Based on original Jacobean designs for an indoor theatre discovered in Worcester College Oxford in the 1960s, award-winning architectural firm Allies and Morrison are now redeveloping Wanamaker’s original existing building, which sits alongside the alfresco space and has been used since 1997 for rehearsals and educational workshops, to create an archetypal 17th century theatre, following extensive research over the past two years into everything from how it should be decorated to how the acoustics should sound.
The 340-person capacity space, which will be lit predominately by candles during performances, will include the Globe’s signature standing pit – for which the theatre plans to offer tickets for £10 – two tiers of galleried seating, including premium seats where people can sit near the stage, and an elaborately painted ceiling. The building will also house a rehearsal space in the attic.
Speaking at the launch today, Dromgoole said: “We want to explore that practice of playing both in winter and summer and both indoors and outdoors to expand massively the repertoire of plays we can perform… to be able to investigate the theatre practice of that age. We’ll be able to look extensively at the costume and make-up of the period, how all of those things affected how they made theatre in those days. We hope that the theatre will throw a spotlight of illumination on the plays themselves in a way that this theatre does… there’s a waterfall of insight that pours out of any production just from seeing it happen within this architecture and within this relationship between the actor and the audience.”
Dromgoole praised Wanamaker and former Artistic Director Mark Rylance for hardwiring a “spirit of innovation” into the Globe, calling the project “an experiment” and explaining: “We’re doing it as a leap into the unknown… we’re building it because we think it will be beautiful, we think it’ll be fascinating, we think it will open people’s eyes to that culture, but exactly how it will be used, there’s an infinite number of different ways in which it could be used in the next 20 years, we won’t know until we build it, but we build it in huge hope.”

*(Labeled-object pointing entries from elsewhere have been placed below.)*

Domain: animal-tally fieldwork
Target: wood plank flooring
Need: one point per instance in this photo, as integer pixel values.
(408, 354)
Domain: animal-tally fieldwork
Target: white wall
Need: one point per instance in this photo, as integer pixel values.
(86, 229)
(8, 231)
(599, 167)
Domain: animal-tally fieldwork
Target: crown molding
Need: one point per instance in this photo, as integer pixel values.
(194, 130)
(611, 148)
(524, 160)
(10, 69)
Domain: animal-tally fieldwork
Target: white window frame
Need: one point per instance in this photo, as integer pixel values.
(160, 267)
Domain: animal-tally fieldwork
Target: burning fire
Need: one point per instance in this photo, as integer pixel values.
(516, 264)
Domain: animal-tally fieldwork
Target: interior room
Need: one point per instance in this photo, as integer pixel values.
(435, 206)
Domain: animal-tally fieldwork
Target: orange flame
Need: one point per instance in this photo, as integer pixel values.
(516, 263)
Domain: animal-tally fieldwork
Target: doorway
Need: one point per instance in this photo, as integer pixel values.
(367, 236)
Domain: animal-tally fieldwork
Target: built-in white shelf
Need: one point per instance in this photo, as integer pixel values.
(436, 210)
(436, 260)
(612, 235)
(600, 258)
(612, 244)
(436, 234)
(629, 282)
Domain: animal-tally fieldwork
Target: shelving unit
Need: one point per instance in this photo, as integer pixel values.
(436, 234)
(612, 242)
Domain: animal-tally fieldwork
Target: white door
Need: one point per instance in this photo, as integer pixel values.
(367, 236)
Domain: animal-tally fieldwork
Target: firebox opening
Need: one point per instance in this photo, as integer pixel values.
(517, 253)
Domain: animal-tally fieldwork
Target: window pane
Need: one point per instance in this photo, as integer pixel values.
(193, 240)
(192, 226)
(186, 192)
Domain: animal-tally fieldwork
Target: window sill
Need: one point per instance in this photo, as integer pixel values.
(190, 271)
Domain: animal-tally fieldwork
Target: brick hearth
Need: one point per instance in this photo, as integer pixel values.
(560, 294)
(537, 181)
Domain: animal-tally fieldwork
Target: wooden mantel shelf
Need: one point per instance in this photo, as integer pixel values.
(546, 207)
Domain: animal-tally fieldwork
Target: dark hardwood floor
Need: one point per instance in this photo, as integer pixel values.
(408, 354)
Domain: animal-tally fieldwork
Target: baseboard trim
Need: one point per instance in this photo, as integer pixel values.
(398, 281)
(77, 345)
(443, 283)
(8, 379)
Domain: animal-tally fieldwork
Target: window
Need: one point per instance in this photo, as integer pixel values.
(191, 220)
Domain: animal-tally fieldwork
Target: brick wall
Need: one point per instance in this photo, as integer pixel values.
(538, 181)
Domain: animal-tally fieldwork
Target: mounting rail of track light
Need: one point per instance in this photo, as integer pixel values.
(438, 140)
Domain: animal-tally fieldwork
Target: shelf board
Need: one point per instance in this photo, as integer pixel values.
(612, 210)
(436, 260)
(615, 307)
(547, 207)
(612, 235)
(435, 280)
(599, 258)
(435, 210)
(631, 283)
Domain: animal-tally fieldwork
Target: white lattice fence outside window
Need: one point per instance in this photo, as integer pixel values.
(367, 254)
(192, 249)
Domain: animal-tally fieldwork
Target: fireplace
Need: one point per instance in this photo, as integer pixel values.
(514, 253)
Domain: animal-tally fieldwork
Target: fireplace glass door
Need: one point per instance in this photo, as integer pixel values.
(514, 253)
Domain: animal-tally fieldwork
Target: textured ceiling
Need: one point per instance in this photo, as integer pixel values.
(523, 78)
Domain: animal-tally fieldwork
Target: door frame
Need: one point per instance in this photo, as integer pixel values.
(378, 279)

As part of the project, the existing foyer spaces will also be redeveloped in order to offer more space and to better serve the Globe’s million plus yearly visitors. The cost of the building work in total will be £7.5 million, with no funding from the government or Arts Council, the venue instead relying totally on generous support from individuals, foundations and trusts, to whom the theatre said they were “extremely grateful”. A further £1 million is still to be raised.
Dromgoole’s attentions however are more focused on artistic rather than financial developments, telling Official London Theatre after the launch, “You just hope and pray that [the theatre] is everything that it can be, that audiences get a major thrill out of it, artists love playing here, that the acoustic is strong; I think if you get those things right, if that’s at the front of your head, then the money will follow.”

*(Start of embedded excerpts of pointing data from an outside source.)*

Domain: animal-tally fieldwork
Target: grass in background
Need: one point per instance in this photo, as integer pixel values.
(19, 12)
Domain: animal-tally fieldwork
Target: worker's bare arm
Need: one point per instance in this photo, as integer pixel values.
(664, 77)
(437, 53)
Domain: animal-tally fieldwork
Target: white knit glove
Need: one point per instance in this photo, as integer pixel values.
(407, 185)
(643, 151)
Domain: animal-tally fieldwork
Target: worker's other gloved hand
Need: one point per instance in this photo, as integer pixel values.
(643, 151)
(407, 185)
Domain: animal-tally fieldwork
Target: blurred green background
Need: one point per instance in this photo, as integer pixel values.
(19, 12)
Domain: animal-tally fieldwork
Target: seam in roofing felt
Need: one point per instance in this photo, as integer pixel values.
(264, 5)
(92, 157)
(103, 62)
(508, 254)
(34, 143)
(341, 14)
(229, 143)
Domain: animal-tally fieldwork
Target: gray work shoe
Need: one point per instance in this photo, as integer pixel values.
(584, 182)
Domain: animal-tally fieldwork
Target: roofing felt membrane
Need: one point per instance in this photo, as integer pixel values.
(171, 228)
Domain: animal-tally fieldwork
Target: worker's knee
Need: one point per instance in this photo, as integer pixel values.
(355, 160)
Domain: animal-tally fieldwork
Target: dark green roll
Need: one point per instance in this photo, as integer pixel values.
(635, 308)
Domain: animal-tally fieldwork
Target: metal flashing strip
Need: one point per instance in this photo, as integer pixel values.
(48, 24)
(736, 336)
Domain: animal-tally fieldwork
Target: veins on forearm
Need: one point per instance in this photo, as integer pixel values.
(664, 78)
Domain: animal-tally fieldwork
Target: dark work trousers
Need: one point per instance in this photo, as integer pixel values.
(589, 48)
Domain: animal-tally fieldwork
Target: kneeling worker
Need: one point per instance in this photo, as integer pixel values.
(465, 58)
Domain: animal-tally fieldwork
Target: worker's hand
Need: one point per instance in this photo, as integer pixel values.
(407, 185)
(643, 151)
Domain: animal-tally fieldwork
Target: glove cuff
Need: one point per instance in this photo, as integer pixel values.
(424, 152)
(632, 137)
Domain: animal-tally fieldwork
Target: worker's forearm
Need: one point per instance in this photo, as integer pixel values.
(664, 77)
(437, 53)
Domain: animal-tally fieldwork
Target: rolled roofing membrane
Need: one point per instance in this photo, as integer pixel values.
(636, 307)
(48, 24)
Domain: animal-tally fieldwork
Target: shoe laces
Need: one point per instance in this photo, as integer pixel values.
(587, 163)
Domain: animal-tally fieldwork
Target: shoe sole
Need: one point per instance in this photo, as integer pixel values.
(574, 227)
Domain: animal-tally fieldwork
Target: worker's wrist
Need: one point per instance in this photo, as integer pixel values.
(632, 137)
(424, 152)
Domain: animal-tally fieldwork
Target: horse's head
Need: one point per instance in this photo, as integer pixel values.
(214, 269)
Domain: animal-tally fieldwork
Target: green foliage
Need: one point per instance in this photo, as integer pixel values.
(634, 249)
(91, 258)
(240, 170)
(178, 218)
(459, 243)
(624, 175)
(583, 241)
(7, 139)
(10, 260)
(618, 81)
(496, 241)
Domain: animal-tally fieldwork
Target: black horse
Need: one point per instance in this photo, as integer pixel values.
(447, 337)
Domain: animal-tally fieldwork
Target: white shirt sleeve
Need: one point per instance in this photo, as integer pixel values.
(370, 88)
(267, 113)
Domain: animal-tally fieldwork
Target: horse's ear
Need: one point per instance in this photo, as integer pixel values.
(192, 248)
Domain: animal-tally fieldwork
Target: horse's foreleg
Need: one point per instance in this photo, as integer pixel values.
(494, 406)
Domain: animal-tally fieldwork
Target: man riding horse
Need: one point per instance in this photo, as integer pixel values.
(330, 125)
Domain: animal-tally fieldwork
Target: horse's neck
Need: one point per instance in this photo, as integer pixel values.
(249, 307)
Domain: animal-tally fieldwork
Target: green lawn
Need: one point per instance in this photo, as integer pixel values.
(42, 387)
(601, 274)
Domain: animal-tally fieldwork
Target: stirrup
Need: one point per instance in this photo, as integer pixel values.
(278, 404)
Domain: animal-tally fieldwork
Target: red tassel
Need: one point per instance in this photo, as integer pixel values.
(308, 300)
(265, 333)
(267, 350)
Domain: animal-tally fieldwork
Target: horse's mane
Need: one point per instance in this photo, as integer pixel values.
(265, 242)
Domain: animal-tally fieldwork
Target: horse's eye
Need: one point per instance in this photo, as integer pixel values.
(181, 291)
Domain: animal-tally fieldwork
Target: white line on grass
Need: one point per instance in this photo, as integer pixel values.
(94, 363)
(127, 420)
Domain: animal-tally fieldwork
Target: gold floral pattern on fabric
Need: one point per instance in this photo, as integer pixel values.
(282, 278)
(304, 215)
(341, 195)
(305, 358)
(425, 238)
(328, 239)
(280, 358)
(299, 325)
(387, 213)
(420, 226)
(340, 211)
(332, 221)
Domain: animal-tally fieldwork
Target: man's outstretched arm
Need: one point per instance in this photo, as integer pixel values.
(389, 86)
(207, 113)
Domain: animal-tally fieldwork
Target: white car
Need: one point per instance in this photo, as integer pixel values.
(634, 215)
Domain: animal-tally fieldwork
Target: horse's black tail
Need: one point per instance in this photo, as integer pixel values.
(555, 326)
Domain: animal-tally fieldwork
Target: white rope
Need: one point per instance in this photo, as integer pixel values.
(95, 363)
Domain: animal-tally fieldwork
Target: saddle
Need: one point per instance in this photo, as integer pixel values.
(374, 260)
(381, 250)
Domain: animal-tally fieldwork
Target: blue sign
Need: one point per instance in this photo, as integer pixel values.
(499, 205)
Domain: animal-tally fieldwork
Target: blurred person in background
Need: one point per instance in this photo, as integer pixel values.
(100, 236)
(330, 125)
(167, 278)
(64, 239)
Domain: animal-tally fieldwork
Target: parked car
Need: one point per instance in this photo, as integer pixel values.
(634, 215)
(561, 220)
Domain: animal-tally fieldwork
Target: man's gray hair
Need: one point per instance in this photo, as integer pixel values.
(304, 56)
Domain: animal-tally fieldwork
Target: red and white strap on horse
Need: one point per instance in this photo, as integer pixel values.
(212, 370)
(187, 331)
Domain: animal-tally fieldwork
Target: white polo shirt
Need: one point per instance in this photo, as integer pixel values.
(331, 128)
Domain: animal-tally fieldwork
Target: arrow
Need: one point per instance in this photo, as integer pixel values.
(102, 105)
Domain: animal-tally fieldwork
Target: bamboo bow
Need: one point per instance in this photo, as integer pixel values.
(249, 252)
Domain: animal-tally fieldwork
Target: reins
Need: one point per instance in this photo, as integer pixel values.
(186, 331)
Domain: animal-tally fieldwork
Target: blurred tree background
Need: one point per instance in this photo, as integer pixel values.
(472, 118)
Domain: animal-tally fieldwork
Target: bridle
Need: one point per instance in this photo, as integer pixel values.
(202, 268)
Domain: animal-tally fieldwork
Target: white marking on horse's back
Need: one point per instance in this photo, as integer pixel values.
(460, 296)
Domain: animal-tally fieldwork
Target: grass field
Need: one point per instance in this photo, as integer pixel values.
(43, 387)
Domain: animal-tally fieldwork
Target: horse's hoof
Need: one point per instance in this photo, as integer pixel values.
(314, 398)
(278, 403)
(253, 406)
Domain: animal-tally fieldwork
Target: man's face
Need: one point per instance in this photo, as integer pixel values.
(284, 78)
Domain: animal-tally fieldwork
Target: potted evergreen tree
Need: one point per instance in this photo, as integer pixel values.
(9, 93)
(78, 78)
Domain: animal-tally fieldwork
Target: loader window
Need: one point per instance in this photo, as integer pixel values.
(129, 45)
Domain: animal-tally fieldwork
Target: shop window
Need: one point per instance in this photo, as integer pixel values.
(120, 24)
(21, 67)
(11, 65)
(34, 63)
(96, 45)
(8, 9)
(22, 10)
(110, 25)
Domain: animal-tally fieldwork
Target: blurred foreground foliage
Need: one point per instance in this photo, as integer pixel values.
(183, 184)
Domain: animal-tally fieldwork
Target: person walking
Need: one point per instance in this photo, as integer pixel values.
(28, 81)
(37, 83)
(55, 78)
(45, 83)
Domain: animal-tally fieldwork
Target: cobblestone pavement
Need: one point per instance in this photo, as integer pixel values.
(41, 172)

Describing the project as “thrilling”, the director told us: “I think we all dream when we come and work at places like this that we’ll be able to leave something behind and the idea of leaving a new theatre behind or being part of the team that creates the new theatre is wonderful. It’s an experiment, it’s a risk, it’s bold, but we hope that if the pay-off is anything like what the payoff has been like with the Globe then it’ll be a great benefit to a large number of people.”
Elaborating on his programming plans for the new venue, Dromgoole said: “Initially the policy will be first and foremost to look at Shakespeare’s contemporaries and widen our repertoire, secondly to understand Shakespeare’s late plays and the shows that were written specifically for an indoor theatre and then third, who knows? I think there are limitless possibilities in here once it’s opened, it could be good for new plays, it could be good for all sorts of installation performances.”
The Sam Wanamaker theatre will lead the acclaimed venue into a new era, something which Dr Farah Karim-Cooper, the leader of the Globe’s Architecture Research Group, eloquently voiced at the launch, saying: “What this will enable us to do is to enable the scholarly community to come in and research the full gamut of Shakespeare’s work. We’ve been telling one side of the story for 15 years; we’re now hoping to tell the other side.”